Para Marcelo Rebelo de Sousa, se dúvidas existem sobre incompatibilidades de titulares de cargos políticos e altos cargos públicos, então "é preciso ver o que é que se passa, se sim, se não [há ilegalidades], para não haver generalizações”. Em declarações aos jornalistas durante uma visita no centro histórico de Nicósia, em Chipre, o Presidente da República foi questionado sobre o caso que envolve o ministro das Infra-Estruturas e da Habitação, Pedro Nuno Santos, devido a um contrato público por ajuste directo assinado pela empresa que o ministro detém (com uma participação de 0,5%) com o seu pai (que detém 44%).

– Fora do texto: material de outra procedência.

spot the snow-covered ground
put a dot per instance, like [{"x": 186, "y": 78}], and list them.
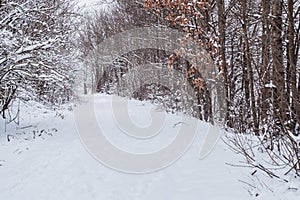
[{"x": 44, "y": 158}]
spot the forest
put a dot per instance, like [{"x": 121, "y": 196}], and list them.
[{"x": 50, "y": 48}]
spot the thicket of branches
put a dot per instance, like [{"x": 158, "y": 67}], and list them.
[
  {"x": 35, "y": 51},
  {"x": 255, "y": 48}
]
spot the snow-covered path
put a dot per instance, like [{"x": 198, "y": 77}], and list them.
[{"x": 58, "y": 167}]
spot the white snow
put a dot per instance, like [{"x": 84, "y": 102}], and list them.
[{"x": 42, "y": 163}]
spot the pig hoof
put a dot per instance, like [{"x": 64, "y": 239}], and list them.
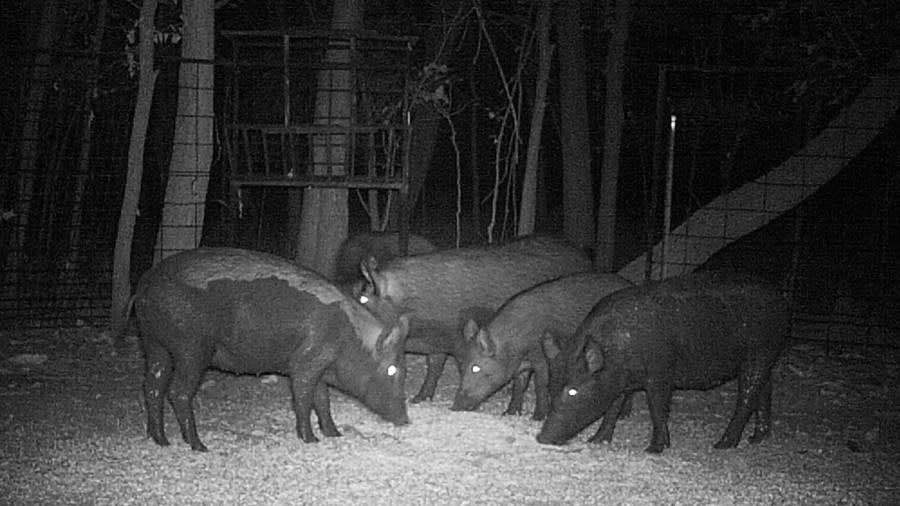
[
  {"x": 725, "y": 444},
  {"x": 655, "y": 448},
  {"x": 199, "y": 447}
]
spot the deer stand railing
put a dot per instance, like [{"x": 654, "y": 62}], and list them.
[{"x": 325, "y": 109}]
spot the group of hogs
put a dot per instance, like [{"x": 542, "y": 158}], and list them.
[{"x": 529, "y": 307}]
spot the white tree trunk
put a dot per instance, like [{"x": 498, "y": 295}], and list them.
[{"x": 324, "y": 219}]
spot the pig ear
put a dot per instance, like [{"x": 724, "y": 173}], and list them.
[
  {"x": 374, "y": 279},
  {"x": 550, "y": 345},
  {"x": 470, "y": 329},
  {"x": 594, "y": 357}
]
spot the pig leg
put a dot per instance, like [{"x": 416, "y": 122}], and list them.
[
  {"x": 659, "y": 402},
  {"x": 608, "y": 425},
  {"x": 306, "y": 380},
  {"x": 432, "y": 374},
  {"x": 322, "y": 405},
  {"x": 517, "y": 392},
  {"x": 627, "y": 406},
  {"x": 541, "y": 395},
  {"x": 753, "y": 383},
  {"x": 763, "y": 416},
  {"x": 189, "y": 367},
  {"x": 156, "y": 383}
]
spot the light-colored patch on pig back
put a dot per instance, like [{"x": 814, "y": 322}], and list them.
[{"x": 241, "y": 265}]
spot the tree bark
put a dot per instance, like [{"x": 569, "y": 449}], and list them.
[
  {"x": 529, "y": 180},
  {"x": 184, "y": 206},
  {"x": 426, "y": 120},
  {"x": 324, "y": 219},
  {"x": 578, "y": 204},
  {"x": 121, "y": 275},
  {"x": 613, "y": 120}
]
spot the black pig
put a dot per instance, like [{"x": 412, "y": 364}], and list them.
[
  {"x": 692, "y": 332},
  {"x": 383, "y": 246},
  {"x": 249, "y": 312},
  {"x": 445, "y": 289},
  {"x": 509, "y": 345}
]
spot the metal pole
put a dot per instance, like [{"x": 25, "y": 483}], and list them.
[{"x": 667, "y": 211}]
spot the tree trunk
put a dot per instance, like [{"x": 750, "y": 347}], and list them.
[
  {"x": 529, "y": 180},
  {"x": 474, "y": 163},
  {"x": 184, "y": 206},
  {"x": 84, "y": 156},
  {"x": 324, "y": 219},
  {"x": 578, "y": 203},
  {"x": 426, "y": 120},
  {"x": 121, "y": 275},
  {"x": 613, "y": 120},
  {"x": 751, "y": 206}
]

O chefe de Estado recusa falar em “casos concretos” e vinca que se refere aos “casos em abstracto”. O Presidente da República rejeita “generalizações” e sublinha que nem todos os casos são iguais. “Se a lei define determinadas regras sobre incompatibilidades, e há situações que são abrangidas por essas regras, então há que fazer cessar a incompatibilidade”, admite. Porém, logo a seguir, ressalva que em determinados casos não há incompatibilidades, porque “a lei define determinadas percentagens de capital” e “se não se atinge essa percentagem, ou se não se atinge determinado valor no contrato, aí não se aplica a lei”.

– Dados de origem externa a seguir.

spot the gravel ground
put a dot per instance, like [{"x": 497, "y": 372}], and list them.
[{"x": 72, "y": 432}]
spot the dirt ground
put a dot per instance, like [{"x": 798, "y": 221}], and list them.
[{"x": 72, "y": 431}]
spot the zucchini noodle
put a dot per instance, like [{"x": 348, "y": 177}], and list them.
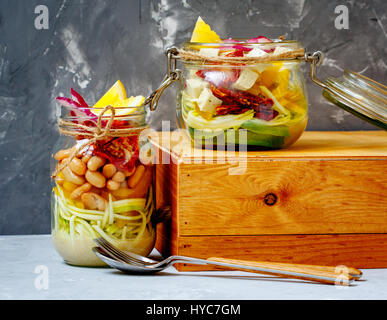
[{"x": 87, "y": 223}]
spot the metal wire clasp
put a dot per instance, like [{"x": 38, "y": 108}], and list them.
[
  {"x": 173, "y": 74},
  {"x": 315, "y": 60}
]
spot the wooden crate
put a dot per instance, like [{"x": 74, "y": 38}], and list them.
[{"x": 321, "y": 201}]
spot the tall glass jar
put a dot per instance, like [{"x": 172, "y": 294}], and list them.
[
  {"x": 219, "y": 98},
  {"x": 106, "y": 189}
]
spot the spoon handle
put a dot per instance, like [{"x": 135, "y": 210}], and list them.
[{"x": 324, "y": 274}]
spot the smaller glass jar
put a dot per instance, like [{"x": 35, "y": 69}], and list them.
[
  {"x": 267, "y": 99},
  {"x": 105, "y": 190}
]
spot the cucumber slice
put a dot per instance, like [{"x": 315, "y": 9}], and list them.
[
  {"x": 231, "y": 136},
  {"x": 259, "y": 128}
]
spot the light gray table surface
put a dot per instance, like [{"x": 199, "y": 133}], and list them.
[{"x": 22, "y": 259}]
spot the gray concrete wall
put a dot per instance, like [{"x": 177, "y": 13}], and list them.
[{"x": 90, "y": 44}]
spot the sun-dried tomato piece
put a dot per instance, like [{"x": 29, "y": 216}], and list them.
[
  {"x": 219, "y": 77},
  {"x": 235, "y": 53}
]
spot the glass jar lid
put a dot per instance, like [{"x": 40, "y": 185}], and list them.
[
  {"x": 360, "y": 96},
  {"x": 353, "y": 92}
]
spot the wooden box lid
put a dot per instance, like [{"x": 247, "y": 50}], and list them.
[{"x": 326, "y": 183}]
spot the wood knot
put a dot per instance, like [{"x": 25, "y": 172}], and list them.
[{"x": 270, "y": 199}]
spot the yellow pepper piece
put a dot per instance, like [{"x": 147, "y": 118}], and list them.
[
  {"x": 205, "y": 114},
  {"x": 268, "y": 77}
]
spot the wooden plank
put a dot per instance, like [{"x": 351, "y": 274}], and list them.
[
  {"x": 352, "y": 250},
  {"x": 284, "y": 197},
  {"x": 312, "y": 144}
]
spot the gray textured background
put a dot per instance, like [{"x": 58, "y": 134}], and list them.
[{"x": 92, "y": 43}]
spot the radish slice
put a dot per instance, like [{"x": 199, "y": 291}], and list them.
[
  {"x": 67, "y": 102},
  {"x": 78, "y": 98},
  {"x": 259, "y": 39}
]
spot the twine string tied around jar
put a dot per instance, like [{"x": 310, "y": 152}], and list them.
[{"x": 96, "y": 133}]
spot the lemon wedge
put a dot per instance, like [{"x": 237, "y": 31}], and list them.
[
  {"x": 116, "y": 97},
  {"x": 113, "y": 95},
  {"x": 130, "y": 103},
  {"x": 203, "y": 33}
]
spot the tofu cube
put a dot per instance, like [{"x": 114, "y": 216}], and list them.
[
  {"x": 210, "y": 52},
  {"x": 195, "y": 87},
  {"x": 246, "y": 80},
  {"x": 207, "y": 101},
  {"x": 256, "y": 52},
  {"x": 280, "y": 50}
]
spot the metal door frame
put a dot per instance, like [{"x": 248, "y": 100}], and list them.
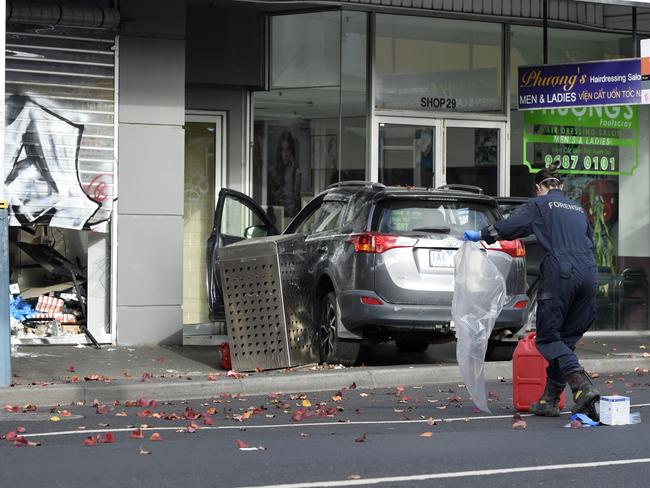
[
  {"x": 218, "y": 118},
  {"x": 503, "y": 169},
  {"x": 435, "y": 124}
]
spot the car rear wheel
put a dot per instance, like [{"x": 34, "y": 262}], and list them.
[
  {"x": 334, "y": 350},
  {"x": 412, "y": 344}
]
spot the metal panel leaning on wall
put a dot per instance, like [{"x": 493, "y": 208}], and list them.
[{"x": 59, "y": 162}]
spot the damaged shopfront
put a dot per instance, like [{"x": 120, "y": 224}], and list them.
[{"x": 59, "y": 170}]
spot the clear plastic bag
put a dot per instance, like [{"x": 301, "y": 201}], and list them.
[{"x": 479, "y": 296}]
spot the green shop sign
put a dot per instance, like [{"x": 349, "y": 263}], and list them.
[{"x": 582, "y": 140}]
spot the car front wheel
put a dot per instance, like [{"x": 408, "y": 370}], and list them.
[{"x": 334, "y": 350}]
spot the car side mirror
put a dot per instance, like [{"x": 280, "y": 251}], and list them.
[{"x": 256, "y": 231}]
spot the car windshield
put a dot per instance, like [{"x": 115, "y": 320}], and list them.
[
  {"x": 432, "y": 217},
  {"x": 507, "y": 208}
]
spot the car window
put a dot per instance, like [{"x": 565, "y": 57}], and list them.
[
  {"x": 445, "y": 217},
  {"x": 305, "y": 227},
  {"x": 327, "y": 217}
]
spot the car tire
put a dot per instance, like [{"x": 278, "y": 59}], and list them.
[
  {"x": 412, "y": 344},
  {"x": 500, "y": 350},
  {"x": 334, "y": 350}
]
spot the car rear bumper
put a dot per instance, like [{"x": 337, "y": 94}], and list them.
[{"x": 355, "y": 314}]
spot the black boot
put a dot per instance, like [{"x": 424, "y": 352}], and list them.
[
  {"x": 549, "y": 403},
  {"x": 584, "y": 394}
]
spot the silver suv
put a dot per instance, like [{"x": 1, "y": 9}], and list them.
[{"x": 381, "y": 263}]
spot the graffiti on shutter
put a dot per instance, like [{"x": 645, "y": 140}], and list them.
[{"x": 59, "y": 137}]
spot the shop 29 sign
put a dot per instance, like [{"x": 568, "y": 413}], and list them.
[
  {"x": 583, "y": 140},
  {"x": 598, "y": 83}
]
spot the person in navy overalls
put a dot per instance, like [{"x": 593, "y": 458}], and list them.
[{"x": 566, "y": 301}]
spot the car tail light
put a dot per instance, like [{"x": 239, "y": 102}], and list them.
[
  {"x": 376, "y": 243},
  {"x": 515, "y": 248},
  {"x": 371, "y": 301},
  {"x": 521, "y": 304}
]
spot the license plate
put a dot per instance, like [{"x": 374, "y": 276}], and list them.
[{"x": 442, "y": 259}]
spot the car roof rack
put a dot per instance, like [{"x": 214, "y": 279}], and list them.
[
  {"x": 468, "y": 188},
  {"x": 358, "y": 183}
]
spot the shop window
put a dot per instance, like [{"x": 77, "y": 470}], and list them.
[
  {"x": 441, "y": 65},
  {"x": 305, "y": 50},
  {"x": 312, "y": 134}
]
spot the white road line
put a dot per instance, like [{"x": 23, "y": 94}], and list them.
[
  {"x": 457, "y": 474},
  {"x": 301, "y": 425}
]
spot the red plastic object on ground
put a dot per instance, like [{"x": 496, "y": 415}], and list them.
[
  {"x": 224, "y": 350},
  {"x": 528, "y": 374}
]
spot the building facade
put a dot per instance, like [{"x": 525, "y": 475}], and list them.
[{"x": 175, "y": 100}]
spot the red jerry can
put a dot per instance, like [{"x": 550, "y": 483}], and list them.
[
  {"x": 224, "y": 350},
  {"x": 528, "y": 374}
]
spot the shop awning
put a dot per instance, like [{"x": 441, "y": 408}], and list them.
[{"x": 59, "y": 14}]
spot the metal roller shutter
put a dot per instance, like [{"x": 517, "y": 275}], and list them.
[{"x": 59, "y": 165}]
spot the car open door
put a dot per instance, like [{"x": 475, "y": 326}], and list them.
[{"x": 236, "y": 217}]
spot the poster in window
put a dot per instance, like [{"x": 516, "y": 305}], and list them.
[
  {"x": 486, "y": 147},
  {"x": 289, "y": 167}
]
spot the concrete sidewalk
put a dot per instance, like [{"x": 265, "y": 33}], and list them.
[{"x": 53, "y": 375}]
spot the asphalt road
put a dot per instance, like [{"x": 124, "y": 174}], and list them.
[{"x": 349, "y": 438}]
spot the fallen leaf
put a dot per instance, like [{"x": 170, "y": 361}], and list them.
[
  {"x": 362, "y": 438},
  {"x": 518, "y": 423},
  {"x": 576, "y": 424},
  {"x": 20, "y": 441},
  {"x": 136, "y": 434},
  {"x": 90, "y": 441},
  {"x": 234, "y": 374}
]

"Não sei se porventura não é mesmo essa [a situação]”, refere o Presidente da República, em relação ao caso de Pedro Nuno Santos. “Uma coisa é afirmação dos princípios, outra é a aplicação dos princípios aos casos concretos. E, muitas vezes, começa-se pela aplicação dos princípios aos casos concretos e depois é que se vai ver o que é que diz a lei”, comenta.

Questionado sobre se, em 2019, o acto de promulgação, tinha duvidado da constitucionalidade da actual lei, Marcelo respondeu que não viu razão para levantar a fiscalização preventiva, “nem ninguém na altura viu”. Segundo vincou, “todos ficaram muito satisfeitos com a solução a que tinham chegado, porque respondia a uma preocupação efectiva de ética e de moral política”. Mas isso não quer dizer que não admita pedir a fiscalização sucessiva da lei agora. A decisão ainda carece da sua “ponderação”, disse. “A todo o momento é possível recorrer ao Tribunal Constitucional” em relação a qualquer lei, lembrou. “É uma questão que pode ser apreciada. Não ponderei”, respondeu.

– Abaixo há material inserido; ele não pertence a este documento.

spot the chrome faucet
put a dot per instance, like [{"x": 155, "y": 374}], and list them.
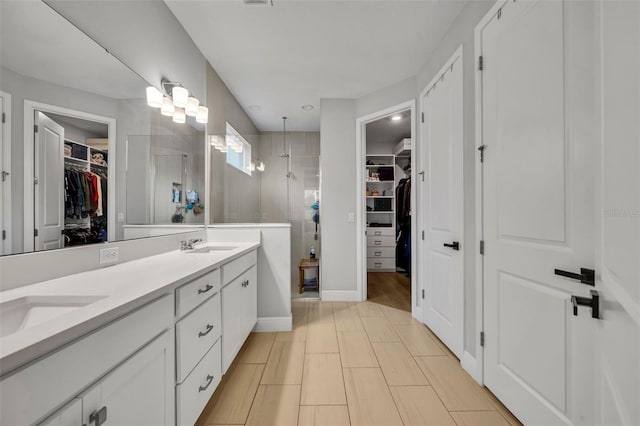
[{"x": 188, "y": 244}]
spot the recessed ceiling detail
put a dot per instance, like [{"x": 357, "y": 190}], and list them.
[{"x": 299, "y": 52}]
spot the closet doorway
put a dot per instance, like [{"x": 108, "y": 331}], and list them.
[
  {"x": 71, "y": 201},
  {"x": 387, "y": 251}
]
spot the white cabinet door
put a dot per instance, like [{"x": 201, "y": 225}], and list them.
[
  {"x": 141, "y": 391},
  {"x": 538, "y": 110},
  {"x": 239, "y": 314},
  {"x": 618, "y": 333}
]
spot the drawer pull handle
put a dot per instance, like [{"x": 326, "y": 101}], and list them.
[
  {"x": 204, "y": 290},
  {"x": 209, "y": 328},
  {"x": 209, "y": 380}
]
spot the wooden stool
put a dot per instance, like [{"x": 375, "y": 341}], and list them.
[{"x": 309, "y": 264}]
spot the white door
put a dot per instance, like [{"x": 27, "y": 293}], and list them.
[
  {"x": 49, "y": 183},
  {"x": 443, "y": 306},
  {"x": 618, "y": 334},
  {"x": 2, "y": 180},
  {"x": 538, "y": 111}
]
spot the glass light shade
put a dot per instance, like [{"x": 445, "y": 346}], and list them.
[
  {"x": 203, "y": 115},
  {"x": 180, "y": 96},
  {"x": 154, "y": 97},
  {"x": 167, "y": 107},
  {"x": 192, "y": 107},
  {"x": 179, "y": 116}
]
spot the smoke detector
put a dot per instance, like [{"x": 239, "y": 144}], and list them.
[{"x": 267, "y": 3}]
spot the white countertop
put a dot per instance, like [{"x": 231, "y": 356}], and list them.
[{"x": 124, "y": 287}]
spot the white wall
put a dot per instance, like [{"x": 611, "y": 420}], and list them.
[
  {"x": 338, "y": 196},
  {"x": 144, "y": 35},
  {"x": 338, "y": 161}
]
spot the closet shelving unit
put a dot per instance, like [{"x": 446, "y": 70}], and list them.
[
  {"x": 380, "y": 206},
  {"x": 80, "y": 158}
]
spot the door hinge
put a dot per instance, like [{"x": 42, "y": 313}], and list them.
[{"x": 481, "y": 148}]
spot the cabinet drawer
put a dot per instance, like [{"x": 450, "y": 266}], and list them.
[
  {"x": 195, "y": 392},
  {"x": 238, "y": 266},
  {"x": 381, "y": 252},
  {"x": 381, "y": 231},
  {"x": 195, "y": 334},
  {"x": 197, "y": 291},
  {"x": 384, "y": 263},
  {"x": 380, "y": 241}
]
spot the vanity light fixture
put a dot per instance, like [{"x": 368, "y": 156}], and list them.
[
  {"x": 192, "y": 106},
  {"x": 167, "y": 107},
  {"x": 154, "y": 97},
  {"x": 179, "y": 116},
  {"x": 176, "y": 102}
]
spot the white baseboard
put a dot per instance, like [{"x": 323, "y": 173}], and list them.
[
  {"x": 468, "y": 363},
  {"x": 340, "y": 296},
  {"x": 274, "y": 324}
]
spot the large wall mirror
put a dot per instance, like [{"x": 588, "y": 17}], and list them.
[{"x": 83, "y": 158}]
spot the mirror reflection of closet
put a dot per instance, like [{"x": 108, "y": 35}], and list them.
[{"x": 72, "y": 190}]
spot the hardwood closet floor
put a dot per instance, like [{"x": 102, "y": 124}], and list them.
[{"x": 350, "y": 363}]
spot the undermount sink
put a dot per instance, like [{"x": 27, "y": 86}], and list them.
[
  {"x": 209, "y": 249},
  {"x": 26, "y": 312}
]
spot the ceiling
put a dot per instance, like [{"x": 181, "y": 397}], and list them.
[
  {"x": 276, "y": 59},
  {"x": 37, "y": 42}
]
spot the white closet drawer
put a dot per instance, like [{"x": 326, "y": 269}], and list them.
[
  {"x": 381, "y": 252},
  {"x": 197, "y": 291},
  {"x": 195, "y": 392},
  {"x": 238, "y": 266},
  {"x": 378, "y": 232},
  {"x": 381, "y": 241},
  {"x": 195, "y": 334},
  {"x": 383, "y": 263}
]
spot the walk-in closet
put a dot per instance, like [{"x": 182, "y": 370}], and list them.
[{"x": 388, "y": 210}]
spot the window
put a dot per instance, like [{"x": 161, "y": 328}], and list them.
[{"x": 238, "y": 150}]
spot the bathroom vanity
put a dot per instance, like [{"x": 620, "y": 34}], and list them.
[{"x": 146, "y": 343}]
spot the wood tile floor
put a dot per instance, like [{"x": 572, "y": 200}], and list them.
[{"x": 350, "y": 364}]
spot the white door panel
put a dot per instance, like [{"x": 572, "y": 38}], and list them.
[
  {"x": 618, "y": 334},
  {"x": 538, "y": 208},
  {"x": 49, "y": 206},
  {"x": 443, "y": 206}
]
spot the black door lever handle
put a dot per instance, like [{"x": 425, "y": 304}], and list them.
[
  {"x": 586, "y": 276},
  {"x": 593, "y": 302},
  {"x": 454, "y": 245}
]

Para Marcelo, é também o seu papel perceber aquele que é, “em cada momento, o sentimento jurídico dominante” na sociedade e, nota, esse sentimento tem vindo a transformar-se ao longo das últimas décadas. “Há uma interpretação evolutiva da Constituição e da realidade e há comportamentos que a sociedade aceitava pacificamente e que agora não aceita”, ressalvou, reiterando que esse papel deve ser feito quer pelo Presidente da República, quer pelo Tribunal Constitucional. “O Tribunal Constitucional tem, em algumas matérias, revisto posições na sua jurisprudência, de forma mais apertada e exigente do que no início da democracia”, lembrou.

Desgaste do Governo ou das oposições?

Questionado sobre o impacto que as sucessivas polémicas nestes seis meses de Governo podem ter no regular funcionamento das instituições - motivo que a Constituição prevê para dissolução do Parlamento -, Marcelo defende que a sua divulgação “é a democracia a funcionar” e rejeita que se esteja perante o que aconteceu em 2004, quando o ex-presidente Jorge Sampaio decidiu dissolver a Assembleia da República.

“Não eram propriamente casos específicos que respeitassem à relação com a sociedade, ou à relação dos governantes, mas era a própria forma de funcionamento do Governo. Foi uma situação diferente daquilo que estamos a falar aqui: o que estamos a falar é de haver uma série de pontos específicos relativamente a situações alegadamente preexistentes, antes de haver o Governo, que são levantadas agora”, referiu. E responde que ao Presidente da República cabe “ser um factor de ponderação e de bom senso” para não se transformar “ele próprio num factor de instabilidade”, sublinhou.

A dúvida é saber se desgasta mais os governos ou as oposições: se se provar coisas massivamente contra os governos, são os governos; se se provar que não há fundamento, são as oposições”, disse. Mas insistiu que, nestes casos, “quem ganha sempre é a democracia, porque isto não era possível em ditadura”. Para Marcelo é “natural” que existe debate político em torno disso, até porque “faz parte da lógica das oposições tratar de todos os problemas que desgastem os Governos”.